She raised her eyebrows incredulously. If she was surprised and disturbed, as he believed, she concealed her feelings perfectly.

“You saw me—outside—in a crowd of that sort?” she said disdainfully.

He nodded with confidence.

“Not dressed as you are now, and not looking as you do now. You were well disguised for your purpose—of journalism—in a hat and coat which would make you laugh if you were to see them on the stage, for instance. I thought the disguise very clever, but I remembered your face too well to be mistaken.”

“You were mistaken, though,” retorted Miss Davison with a forced laugh.

But he stuck to his guns.

“I think not,” he said gently. “I watched you for some time.

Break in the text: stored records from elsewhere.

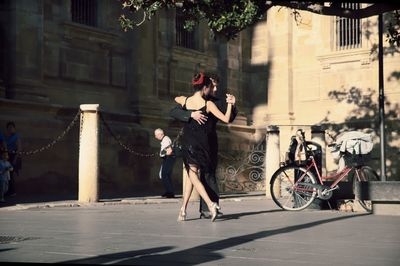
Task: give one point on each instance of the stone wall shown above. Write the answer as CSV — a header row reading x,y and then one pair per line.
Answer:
x,y
312,83
50,65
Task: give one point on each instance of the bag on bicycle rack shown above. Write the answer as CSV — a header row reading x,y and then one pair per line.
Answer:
x,y
352,147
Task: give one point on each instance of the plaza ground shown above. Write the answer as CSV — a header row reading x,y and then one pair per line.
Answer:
x,y
253,231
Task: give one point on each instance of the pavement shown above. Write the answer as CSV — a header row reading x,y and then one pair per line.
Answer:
x,y
252,231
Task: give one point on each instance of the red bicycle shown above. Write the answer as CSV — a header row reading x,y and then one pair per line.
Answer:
x,y
295,186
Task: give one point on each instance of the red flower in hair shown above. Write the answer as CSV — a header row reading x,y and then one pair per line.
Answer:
x,y
200,80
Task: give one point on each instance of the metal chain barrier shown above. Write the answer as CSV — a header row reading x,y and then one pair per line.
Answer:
x,y
52,143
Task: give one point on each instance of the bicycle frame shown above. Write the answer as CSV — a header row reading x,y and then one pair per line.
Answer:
x,y
337,177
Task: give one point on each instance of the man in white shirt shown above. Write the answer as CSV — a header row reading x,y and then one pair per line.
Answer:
x,y
166,153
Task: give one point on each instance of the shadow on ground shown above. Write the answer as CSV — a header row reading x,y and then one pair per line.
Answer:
x,y
198,254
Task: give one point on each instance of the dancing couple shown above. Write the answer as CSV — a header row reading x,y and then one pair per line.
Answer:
x,y
201,111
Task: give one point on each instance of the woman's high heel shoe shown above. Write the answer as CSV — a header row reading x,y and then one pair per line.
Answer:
x,y
182,216
214,211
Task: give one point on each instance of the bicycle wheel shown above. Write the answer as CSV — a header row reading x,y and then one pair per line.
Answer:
x,y
290,190
365,173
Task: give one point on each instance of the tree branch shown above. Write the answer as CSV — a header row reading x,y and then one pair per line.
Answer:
x,y
334,10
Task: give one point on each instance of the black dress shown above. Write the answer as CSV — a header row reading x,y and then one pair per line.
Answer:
x,y
195,146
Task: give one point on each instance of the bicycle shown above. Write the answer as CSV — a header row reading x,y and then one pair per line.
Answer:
x,y
294,186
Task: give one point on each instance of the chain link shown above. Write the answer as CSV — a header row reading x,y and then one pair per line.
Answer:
x,y
52,143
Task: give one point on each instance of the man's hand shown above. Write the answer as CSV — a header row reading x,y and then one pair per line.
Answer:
x,y
169,151
230,99
199,117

I—I watched you till—till you gave something to—someone else—a man, and then disappeared.”

If he had had doubts before, he had none then. Miss Davison said nothing, but she sat so still, with such a fixed look of terror and dismay upon her handsome face, that he was smitten to the heart, and felt himself a brute to have tortured her, even though the knowledge of what he had seen could not be kept to himself, and though it was the greatest kindness he could do her to confide it in the first place to her ears.

It seemed quite a long time before she spoke. Then she turned to him sharply, and said in a voice which sounded hard, metallic, unlike her own—

“You have made a most curious, a most unaccountable mistake. You have left me quite dumb. I don’t know what to say.”